Comparison of the NPS phenotype between families with entire/partial gene deletions, nonsense mutations, and missense mutations revealed the same range and severity of symptoms. The observation that entire/partial gene LMX1B deletions and nonsense LMX1B mutations give similar NPS phenotypes supports the assumption that mutations resulting in premature termination codons (PTCs) cause NPS by degradation of mutant LMX1B transcripts via the nonsense-mediated mRNA decay pathway to prevent the synthesis of truncated proteins.25 The comparable phenotype of NPS patients with entire deletions and missense mutations of the LMX1B gene suggests that missense alterations also result in loss-of-function. Previous functional studies further support that human missense mutations in the homeodomain diminish or abolish DNA binding, and ultimately result in decreased transcriptional activity.21, 22 A possible dominant-negative effect of these LMX1B mutations was excluded by mixed transfection studies demonstrating that wild-type LMX1B function was not altered.21, 22 The present finding of entire gene deletions in families with classic NPS confirms beyond any doubt that a reduced dosage of the LMX1B protein causes NPS and emphasizes that loss-of-function is the predominant mechanism underlying NPS pathogenesis.

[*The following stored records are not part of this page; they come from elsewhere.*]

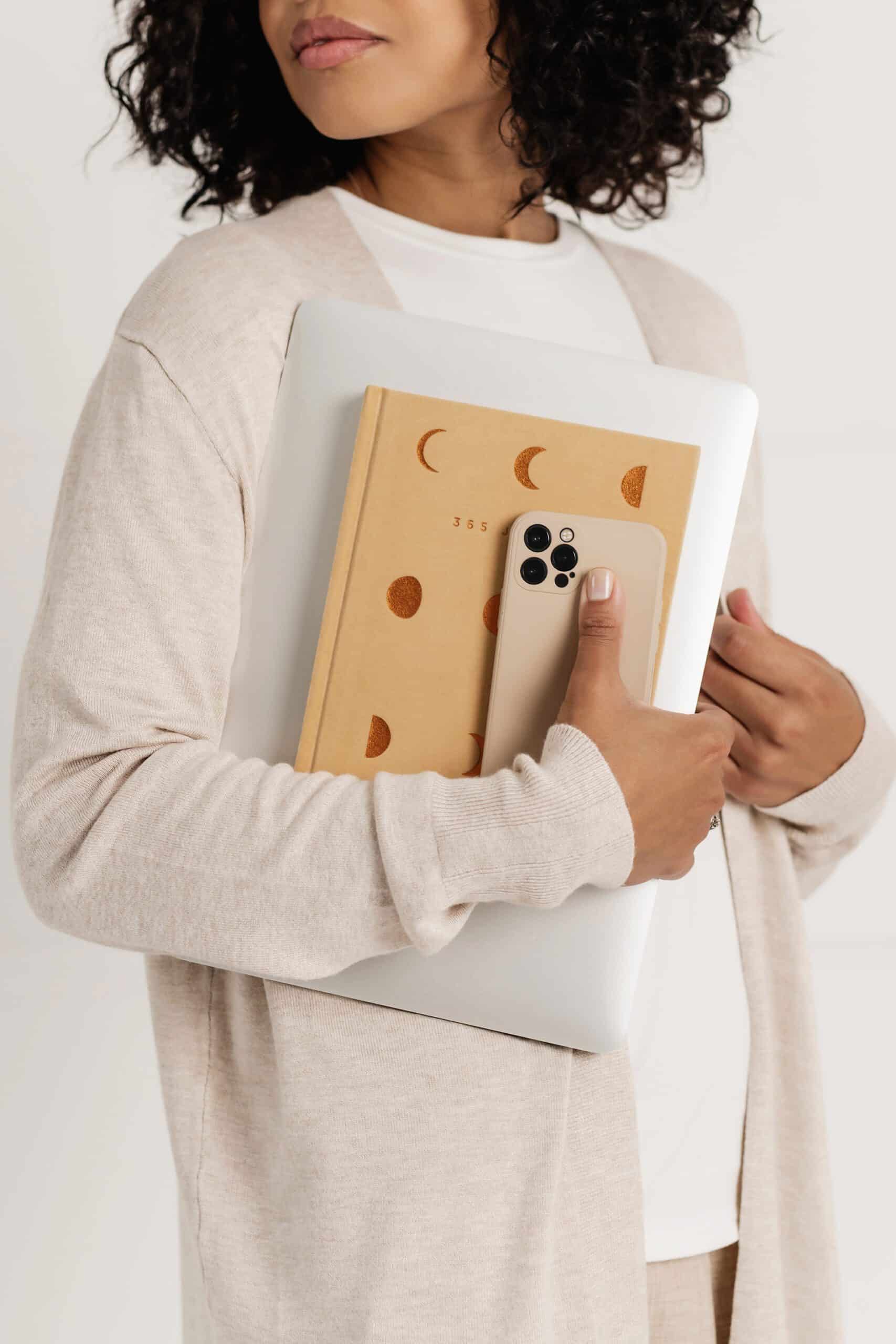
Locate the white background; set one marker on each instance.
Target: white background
(794, 225)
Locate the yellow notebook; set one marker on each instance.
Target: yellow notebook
(404, 664)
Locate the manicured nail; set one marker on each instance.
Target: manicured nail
(599, 584)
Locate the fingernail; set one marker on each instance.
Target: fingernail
(599, 584)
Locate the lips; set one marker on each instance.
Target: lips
(327, 29)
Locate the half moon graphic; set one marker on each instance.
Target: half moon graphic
(379, 737)
(404, 596)
(476, 769)
(491, 613)
(422, 445)
(633, 486)
(522, 467)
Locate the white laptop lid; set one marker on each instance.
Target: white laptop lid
(568, 975)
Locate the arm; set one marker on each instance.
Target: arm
(132, 828)
(825, 823)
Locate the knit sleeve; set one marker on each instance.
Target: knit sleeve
(133, 828)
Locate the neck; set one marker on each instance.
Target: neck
(468, 193)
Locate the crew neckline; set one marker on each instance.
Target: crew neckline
(448, 239)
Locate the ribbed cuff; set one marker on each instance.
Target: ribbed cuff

Recently, a 3.07 Mb deletion on chromosome 9q33.3-34.11 encompassing six genes, including LMX1B and NR5A1, has been identified by array-based comparative genome hybridization (aCGH) in a phenotypic female with 46,XY sex reversal and clinical features of NPS and genitopatellar syndrome.26 In addition to some characteristic manifestations of NPS, including hypoplastic ridged nails, limited elbow extension with dislocated radial heads, and small patellae, she was known with mental retardation, craniofacial dysmorphisms, and genital anomalies. Although this microdeletion encompassing LMX1B might suggest that the NPS features in this patient are the result of haploinsufficiency for LMX1B, the absence of pathognomonic NPS characteristics in this patient in combination with the deletion of five additional genes does not unequivocally demonstrate that haploinsufficiency is underlying dominant inheritance in human NPS.

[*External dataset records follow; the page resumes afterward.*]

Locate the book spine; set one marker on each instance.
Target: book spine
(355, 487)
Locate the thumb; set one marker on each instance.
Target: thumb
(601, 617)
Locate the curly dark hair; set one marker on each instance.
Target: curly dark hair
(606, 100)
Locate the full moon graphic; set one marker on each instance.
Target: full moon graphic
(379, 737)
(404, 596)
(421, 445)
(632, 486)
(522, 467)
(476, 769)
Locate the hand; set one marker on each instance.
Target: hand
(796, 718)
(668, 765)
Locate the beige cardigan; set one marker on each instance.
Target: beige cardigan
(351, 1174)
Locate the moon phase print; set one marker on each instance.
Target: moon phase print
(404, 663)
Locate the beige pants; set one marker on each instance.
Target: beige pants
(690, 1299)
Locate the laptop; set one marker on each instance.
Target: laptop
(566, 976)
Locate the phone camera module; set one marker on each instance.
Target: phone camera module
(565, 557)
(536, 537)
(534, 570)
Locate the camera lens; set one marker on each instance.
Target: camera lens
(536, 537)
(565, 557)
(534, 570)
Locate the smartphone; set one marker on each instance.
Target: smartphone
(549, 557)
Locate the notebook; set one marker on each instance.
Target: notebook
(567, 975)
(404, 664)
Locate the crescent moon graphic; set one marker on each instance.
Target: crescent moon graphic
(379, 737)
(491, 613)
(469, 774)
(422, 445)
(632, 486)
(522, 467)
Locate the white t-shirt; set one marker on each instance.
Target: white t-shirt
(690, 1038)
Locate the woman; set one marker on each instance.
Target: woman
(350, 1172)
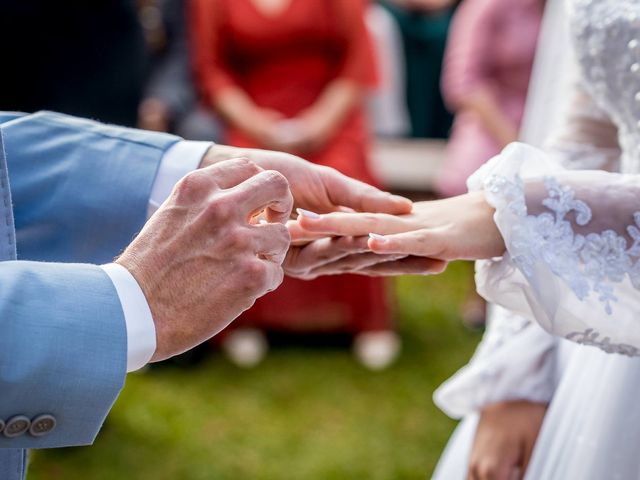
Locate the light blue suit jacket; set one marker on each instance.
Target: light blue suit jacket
(79, 192)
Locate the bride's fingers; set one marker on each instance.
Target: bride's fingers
(353, 264)
(422, 243)
(302, 260)
(406, 266)
(299, 235)
(350, 224)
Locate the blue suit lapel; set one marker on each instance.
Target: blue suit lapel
(7, 227)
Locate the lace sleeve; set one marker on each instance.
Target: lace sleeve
(573, 242)
(516, 360)
(587, 139)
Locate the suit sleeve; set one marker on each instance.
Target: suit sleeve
(63, 350)
(80, 188)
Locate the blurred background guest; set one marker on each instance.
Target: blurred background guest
(292, 75)
(424, 25)
(485, 79)
(83, 58)
(488, 63)
(170, 101)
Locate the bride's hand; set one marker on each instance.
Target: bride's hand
(456, 228)
(339, 255)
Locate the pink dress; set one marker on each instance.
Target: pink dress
(491, 47)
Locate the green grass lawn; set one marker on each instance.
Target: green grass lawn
(305, 414)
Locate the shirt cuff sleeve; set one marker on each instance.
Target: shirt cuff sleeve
(141, 331)
(181, 158)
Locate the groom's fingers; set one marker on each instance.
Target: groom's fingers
(232, 172)
(347, 192)
(266, 190)
(406, 266)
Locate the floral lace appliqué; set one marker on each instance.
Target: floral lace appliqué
(591, 263)
(592, 338)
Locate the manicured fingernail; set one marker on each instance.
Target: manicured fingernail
(307, 213)
(380, 238)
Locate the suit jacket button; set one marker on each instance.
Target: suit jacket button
(42, 425)
(16, 426)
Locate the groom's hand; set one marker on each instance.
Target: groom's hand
(314, 187)
(200, 261)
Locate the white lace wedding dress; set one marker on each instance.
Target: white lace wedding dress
(574, 266)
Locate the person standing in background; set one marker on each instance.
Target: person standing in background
(291, 75)
(486, 73)
(82, 58)
(424, 25)
(170, 101)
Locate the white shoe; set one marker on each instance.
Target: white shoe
(377, 350)
(245, 347)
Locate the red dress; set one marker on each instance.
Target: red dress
(284, 62)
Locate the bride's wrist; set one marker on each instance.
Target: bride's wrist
(483, 224)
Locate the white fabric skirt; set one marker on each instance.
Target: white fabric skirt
(592, 427)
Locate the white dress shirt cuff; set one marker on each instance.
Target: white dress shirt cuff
(180, 159)
(141, 331)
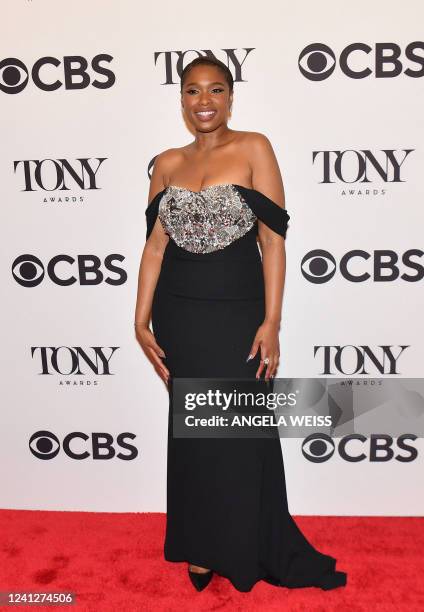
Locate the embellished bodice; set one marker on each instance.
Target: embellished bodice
(205, 221)
(208, 221)
(212, 252)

The fact that the kidney disease observed in Lmx1b null mice resembles a milder variant of nephropathy in individuals with heterozygous deficiency of LMX1B, whereas Lmx1b+/− mice show no ultrastructural anomalies of the glomerular basement membrane and podocytes, suggests a difference in dosage sensitivity for this gene between different species.15, 20, 27 In contrast to the previous observation that Lmx1b+/− mice reveal no ultrastructural anomalies of the kidney, induction of renal damage in this animal model appears to result in functional and structural anomalies of the kidney.13 These studies emphasize that a critical dosage of LMX1B is essential for normal postnatal glomerular function and structure. The role of LMX1B and the effect of a reduced level of LMX1B transcript on the development of other tissues affected in NPS is limited and needs further investigation.

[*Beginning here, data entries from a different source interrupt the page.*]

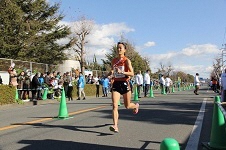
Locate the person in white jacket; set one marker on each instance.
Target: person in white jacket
(139, 82)
(223, 86)
(196, 83)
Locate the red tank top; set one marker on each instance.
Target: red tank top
(121, 64)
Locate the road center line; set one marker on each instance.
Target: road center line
(47, 119)
(193, 141)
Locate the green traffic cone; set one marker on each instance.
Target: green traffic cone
(44, 96)
(135, 95)
(218, 134)
(17, 95)
(63, 113)
(169, 144)
(151, 93)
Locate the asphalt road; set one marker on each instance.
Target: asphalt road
(175, 115)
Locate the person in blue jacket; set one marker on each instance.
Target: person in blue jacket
(81, 86)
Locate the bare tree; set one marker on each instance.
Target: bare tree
(216, 68)
(81, 30)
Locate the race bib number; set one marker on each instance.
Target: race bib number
(119, 75)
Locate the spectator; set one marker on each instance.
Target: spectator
(47, 79)
(13, 75)
(105, 86)
(139, 82)
(97, 83)
(168, 83)
(196, 83)
(20, 80)
(26, 86)
(70, 88)
(162, 84)
(66, 79)
(147, 80)
(34, 86)
(81, 86)
(1, 80)
(41, 81)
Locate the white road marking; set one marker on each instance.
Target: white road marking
(193, 141)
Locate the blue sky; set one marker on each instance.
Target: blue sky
(187, 34)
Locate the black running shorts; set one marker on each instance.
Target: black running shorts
(121, 86)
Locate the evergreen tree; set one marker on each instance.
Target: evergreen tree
(30, 31)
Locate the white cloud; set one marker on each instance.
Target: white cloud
(149, 44)
(192, 59)
(196, 50)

In summary, we identified partial and whole LMX1B deletions by MLPA analysis in 38% (3/8) of patients in whom LMX1B mutations had not been detected; this represents 10% (3/31) of all LMX1B alterations found in our series of 36 families displaying a classical NPS phenotype. This finding provides strong evidence for haploinsufficiency as the main pathogenic mechanism underlying dominant inheritance of NPS in man. The extreme variability of the NPS phenotype observed among all different LMX1B mutations challenges the identification of genetic, endogenous, and environmental modifier factors involved in the pathogenesis of NPS.